In the translational realm, Nabel noted the need for novel vectors for sustained expression and suggested that lentiviral constructs might be promising. In the clinical realm, comparing the vaccine responses of HIV-infected people on highly active antiretroviral therapy (HAART) with those of uninfected individuals could be "highly informative for both populations," he said.

He expects AIDS vaccine work to be "iterative," that vaccine candidates will continually improve over several generations. And the interest he’s observed on campus in the VRC’s research agenda—30 to 40 PIs regularly attend VRC planning workshops—has convinced him to formally establish an HIV Vaccine Interest Group.

Betwixt and Between: As the OARAC meeting adjourns at the end of its first day, Gary Nabel (center) continues discussions with Neal Nathanson (left), OAR director, and James Curran (right), director of the Emory-Atlanta Center for AIDS Research and head of the OARAC prevention science working group. During the meeting, Nathanson noted that the 1999 budget included a 30 percent increase in AIDS vaccine research and listed among his own research priorities "more products in Phase I trials, more primate models, methods to measure cellular immunity and induce neutralizing antibodies, and more work on replicons and vectors." Curran had observed, with pleasure, that "NIH is finally coming together (with a) goal-driven scientific agenda for vaccine research."

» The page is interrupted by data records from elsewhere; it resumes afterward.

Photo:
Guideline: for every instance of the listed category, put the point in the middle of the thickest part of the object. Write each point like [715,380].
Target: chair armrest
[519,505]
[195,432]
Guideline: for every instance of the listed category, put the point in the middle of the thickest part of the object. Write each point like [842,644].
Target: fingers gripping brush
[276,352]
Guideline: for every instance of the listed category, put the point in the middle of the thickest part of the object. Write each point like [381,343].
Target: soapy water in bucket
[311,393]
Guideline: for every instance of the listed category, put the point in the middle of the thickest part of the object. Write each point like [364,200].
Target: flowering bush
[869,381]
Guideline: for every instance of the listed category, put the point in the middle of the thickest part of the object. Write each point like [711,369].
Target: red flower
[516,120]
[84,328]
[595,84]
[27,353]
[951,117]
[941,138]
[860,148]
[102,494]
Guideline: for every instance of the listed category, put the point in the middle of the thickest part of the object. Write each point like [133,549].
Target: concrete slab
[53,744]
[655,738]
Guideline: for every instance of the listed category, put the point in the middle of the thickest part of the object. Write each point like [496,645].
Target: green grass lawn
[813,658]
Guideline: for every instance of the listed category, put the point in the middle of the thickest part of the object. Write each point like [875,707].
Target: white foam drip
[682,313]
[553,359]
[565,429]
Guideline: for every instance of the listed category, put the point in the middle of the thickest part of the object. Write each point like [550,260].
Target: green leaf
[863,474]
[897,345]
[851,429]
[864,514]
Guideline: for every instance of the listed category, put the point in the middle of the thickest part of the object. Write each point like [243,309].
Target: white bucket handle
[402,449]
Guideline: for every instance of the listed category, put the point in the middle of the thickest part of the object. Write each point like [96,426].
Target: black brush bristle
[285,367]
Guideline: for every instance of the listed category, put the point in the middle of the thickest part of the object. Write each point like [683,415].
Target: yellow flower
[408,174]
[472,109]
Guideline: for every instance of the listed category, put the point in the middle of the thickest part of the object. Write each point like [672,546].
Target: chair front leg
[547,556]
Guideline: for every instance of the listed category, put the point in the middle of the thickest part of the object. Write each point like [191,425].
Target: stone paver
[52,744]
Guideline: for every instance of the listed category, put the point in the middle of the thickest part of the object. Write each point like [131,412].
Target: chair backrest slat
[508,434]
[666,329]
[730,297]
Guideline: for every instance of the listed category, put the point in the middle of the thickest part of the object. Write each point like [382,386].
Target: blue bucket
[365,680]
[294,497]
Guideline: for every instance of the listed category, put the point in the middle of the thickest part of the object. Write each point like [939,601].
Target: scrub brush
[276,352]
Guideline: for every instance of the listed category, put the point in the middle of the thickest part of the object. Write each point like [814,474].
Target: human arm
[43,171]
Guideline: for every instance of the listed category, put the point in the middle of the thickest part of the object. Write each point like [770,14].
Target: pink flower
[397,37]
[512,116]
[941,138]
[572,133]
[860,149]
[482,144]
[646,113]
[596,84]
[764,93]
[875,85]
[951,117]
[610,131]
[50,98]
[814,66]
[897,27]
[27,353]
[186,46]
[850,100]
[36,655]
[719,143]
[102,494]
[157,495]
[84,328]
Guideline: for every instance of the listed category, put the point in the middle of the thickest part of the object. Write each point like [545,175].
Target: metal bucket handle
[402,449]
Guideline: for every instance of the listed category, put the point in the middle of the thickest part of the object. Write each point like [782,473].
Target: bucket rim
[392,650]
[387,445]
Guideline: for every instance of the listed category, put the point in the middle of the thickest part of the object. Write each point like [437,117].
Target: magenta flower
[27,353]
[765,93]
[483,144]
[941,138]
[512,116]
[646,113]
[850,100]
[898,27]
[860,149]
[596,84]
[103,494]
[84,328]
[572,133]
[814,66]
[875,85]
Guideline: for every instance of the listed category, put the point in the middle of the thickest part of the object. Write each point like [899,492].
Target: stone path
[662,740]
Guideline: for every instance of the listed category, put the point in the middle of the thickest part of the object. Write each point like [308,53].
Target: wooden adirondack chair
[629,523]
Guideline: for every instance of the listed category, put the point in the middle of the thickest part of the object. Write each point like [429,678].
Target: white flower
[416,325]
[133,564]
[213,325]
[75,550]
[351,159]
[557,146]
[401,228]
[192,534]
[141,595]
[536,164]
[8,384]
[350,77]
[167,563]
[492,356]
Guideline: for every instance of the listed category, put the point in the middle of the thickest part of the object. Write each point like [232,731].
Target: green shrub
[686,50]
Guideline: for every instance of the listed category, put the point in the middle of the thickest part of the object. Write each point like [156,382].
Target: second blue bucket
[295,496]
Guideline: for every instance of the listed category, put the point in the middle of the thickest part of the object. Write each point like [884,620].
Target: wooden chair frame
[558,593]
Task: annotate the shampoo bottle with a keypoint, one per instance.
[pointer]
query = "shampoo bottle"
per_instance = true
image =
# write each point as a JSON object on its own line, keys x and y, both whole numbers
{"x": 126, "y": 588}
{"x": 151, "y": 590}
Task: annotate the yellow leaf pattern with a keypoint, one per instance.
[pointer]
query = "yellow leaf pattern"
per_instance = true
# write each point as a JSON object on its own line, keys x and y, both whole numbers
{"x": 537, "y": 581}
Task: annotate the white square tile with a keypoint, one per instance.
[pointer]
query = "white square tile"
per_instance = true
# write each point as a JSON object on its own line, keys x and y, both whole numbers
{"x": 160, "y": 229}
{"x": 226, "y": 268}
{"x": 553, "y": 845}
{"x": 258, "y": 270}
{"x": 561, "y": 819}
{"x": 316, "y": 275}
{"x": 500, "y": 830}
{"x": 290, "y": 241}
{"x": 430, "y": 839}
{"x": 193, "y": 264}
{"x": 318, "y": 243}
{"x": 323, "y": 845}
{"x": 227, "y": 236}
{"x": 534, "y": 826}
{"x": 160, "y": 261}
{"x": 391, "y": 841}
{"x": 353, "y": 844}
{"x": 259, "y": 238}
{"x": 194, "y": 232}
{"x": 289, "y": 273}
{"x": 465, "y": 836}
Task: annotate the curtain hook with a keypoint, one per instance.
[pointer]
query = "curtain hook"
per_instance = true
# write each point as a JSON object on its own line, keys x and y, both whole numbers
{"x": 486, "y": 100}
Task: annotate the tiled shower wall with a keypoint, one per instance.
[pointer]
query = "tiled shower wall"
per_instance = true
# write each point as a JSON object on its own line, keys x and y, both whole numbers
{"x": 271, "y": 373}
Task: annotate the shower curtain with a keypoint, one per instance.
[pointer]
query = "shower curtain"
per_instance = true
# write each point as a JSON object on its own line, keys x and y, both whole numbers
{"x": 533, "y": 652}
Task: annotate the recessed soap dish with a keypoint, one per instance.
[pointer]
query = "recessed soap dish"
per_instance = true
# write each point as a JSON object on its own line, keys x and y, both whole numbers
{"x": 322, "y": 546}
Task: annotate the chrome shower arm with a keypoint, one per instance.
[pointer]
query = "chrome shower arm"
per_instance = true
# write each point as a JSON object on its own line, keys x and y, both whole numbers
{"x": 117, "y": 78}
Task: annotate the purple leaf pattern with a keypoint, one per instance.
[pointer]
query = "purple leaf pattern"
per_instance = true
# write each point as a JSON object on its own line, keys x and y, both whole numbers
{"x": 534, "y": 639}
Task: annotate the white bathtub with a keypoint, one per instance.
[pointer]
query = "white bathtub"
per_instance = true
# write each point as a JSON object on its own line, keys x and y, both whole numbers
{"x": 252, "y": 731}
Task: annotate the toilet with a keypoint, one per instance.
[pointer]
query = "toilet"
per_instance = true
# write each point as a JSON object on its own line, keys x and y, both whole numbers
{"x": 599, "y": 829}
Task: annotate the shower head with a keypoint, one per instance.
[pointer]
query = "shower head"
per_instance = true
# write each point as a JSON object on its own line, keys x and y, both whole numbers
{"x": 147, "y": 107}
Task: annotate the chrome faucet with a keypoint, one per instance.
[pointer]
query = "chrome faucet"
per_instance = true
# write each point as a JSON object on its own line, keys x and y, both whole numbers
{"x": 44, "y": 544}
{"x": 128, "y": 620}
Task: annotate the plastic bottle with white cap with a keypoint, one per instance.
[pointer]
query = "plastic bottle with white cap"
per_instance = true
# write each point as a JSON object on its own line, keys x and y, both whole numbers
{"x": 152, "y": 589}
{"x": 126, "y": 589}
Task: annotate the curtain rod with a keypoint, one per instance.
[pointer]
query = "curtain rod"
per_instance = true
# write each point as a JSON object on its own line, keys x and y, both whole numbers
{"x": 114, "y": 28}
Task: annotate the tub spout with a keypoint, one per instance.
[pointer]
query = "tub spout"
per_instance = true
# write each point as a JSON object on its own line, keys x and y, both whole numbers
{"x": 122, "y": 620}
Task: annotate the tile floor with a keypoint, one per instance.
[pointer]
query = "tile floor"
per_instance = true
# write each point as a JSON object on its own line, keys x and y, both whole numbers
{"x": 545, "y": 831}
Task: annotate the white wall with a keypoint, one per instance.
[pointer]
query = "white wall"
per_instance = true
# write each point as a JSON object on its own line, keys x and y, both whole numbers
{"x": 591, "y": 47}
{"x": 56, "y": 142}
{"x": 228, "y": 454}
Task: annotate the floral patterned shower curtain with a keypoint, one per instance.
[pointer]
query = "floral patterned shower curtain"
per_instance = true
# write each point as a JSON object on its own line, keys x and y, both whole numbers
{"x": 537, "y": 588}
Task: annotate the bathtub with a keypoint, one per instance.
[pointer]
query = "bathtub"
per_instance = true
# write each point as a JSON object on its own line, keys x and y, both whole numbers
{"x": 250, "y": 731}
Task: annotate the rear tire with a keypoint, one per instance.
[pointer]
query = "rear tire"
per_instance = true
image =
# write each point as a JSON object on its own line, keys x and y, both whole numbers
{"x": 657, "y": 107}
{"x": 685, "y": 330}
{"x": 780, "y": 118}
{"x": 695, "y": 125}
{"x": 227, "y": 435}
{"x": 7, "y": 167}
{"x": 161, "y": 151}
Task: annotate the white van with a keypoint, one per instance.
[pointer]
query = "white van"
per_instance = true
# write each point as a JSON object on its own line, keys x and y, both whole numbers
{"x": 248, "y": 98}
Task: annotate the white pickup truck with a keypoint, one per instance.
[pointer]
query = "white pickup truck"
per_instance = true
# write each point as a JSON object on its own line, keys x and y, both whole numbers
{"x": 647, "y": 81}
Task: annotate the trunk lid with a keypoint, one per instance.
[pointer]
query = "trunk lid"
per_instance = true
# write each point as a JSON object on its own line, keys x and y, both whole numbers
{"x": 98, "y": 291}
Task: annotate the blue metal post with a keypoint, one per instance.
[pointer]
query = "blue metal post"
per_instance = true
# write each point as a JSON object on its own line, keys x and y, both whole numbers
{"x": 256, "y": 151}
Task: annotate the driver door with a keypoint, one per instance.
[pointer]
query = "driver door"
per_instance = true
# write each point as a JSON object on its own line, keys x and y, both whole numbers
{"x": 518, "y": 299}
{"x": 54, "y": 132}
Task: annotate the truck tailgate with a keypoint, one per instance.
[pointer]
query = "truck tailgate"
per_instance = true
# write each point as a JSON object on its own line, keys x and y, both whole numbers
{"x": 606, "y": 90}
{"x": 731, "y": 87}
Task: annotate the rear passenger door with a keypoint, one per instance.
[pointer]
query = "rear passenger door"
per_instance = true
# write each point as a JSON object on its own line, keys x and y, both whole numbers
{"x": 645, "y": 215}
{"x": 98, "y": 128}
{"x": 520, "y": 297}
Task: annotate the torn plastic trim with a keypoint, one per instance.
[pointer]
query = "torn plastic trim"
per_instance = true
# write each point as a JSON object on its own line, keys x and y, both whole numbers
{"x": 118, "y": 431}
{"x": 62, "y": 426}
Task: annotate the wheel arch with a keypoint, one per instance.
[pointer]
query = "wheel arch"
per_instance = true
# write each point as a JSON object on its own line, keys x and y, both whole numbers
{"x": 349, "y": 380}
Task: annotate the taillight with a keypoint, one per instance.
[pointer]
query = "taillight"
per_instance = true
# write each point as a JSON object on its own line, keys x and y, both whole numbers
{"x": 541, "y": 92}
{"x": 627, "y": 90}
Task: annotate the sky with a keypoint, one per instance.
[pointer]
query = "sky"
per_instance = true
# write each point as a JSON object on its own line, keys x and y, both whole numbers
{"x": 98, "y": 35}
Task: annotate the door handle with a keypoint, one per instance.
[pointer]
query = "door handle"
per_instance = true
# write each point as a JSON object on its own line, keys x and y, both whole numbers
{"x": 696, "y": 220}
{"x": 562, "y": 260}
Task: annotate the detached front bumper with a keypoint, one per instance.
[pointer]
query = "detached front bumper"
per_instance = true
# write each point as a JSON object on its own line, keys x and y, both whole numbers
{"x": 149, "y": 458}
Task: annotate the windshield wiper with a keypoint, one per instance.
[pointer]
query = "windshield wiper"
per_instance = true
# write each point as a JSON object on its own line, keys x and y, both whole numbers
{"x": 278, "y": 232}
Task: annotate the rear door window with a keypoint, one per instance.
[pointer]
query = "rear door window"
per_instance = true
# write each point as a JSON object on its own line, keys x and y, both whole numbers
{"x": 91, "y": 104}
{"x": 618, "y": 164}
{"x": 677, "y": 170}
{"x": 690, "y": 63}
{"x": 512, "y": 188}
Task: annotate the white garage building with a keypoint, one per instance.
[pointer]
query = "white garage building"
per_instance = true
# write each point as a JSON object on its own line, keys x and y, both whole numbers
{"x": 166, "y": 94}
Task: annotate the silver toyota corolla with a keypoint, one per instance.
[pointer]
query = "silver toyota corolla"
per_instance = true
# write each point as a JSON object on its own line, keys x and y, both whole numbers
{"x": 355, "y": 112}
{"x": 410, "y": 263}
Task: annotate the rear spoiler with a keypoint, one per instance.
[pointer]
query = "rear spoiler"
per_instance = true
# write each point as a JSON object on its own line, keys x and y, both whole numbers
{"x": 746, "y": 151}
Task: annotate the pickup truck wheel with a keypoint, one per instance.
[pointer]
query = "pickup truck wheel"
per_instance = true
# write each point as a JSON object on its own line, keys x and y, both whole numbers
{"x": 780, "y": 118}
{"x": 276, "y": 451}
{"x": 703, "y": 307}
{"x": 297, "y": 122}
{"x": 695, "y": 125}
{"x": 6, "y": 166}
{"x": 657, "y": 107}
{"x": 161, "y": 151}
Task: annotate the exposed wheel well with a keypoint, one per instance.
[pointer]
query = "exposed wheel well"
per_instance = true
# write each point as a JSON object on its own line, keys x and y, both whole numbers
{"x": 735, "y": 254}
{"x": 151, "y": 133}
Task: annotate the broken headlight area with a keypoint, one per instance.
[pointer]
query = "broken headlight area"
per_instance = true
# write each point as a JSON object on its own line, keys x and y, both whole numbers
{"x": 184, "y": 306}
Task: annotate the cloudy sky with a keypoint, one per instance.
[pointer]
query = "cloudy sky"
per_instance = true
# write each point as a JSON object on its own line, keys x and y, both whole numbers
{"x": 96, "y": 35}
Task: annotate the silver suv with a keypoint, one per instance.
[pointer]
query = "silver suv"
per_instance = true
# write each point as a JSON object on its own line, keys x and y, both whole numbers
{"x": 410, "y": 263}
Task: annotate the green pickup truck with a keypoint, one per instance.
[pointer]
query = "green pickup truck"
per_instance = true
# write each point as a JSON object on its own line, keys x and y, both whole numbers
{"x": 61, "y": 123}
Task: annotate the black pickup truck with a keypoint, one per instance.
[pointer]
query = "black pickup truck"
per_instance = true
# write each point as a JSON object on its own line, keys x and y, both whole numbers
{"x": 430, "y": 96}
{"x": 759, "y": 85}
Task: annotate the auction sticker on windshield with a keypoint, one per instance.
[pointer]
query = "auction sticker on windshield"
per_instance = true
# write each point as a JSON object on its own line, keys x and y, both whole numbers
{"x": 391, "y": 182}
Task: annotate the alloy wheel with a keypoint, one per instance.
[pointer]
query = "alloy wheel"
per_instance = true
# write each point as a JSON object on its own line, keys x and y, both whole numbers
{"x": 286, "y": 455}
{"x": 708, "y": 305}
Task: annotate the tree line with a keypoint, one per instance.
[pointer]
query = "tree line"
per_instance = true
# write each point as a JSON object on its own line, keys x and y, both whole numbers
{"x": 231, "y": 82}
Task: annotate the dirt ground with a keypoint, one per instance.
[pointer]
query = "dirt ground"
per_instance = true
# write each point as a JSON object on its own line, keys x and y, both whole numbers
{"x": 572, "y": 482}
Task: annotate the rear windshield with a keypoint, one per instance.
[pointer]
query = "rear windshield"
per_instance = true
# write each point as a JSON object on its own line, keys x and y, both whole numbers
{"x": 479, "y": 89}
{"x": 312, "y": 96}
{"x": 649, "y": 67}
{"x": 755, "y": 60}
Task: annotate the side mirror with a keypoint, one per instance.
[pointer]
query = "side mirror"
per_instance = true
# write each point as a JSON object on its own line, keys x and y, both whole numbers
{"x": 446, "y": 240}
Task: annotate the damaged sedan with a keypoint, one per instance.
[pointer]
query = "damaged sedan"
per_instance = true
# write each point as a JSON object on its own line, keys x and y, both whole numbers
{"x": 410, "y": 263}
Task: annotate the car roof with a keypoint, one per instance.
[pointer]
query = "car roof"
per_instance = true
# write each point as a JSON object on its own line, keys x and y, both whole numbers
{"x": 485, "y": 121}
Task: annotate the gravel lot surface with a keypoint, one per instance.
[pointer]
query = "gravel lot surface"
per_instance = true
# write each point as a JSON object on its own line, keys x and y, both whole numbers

More To Come: OARAC member Philip Greenberg (left), professor of medicine at the University of Washington School of Medicine in Seattle, continues dialogue with Gary Nabel (seated) at day’s end. Greenberg had characterized the VRC as "halfway between a biotech company and an academic initiative." At rear is OARAC member William Snow, of the AIDS Vaccine Advocacy Coalition, who expressed elation over the "revitalization" of an HIV vaccine as a research priority. "We’ve gone from last to first," he commented on the agenda order of delivery of working group reports.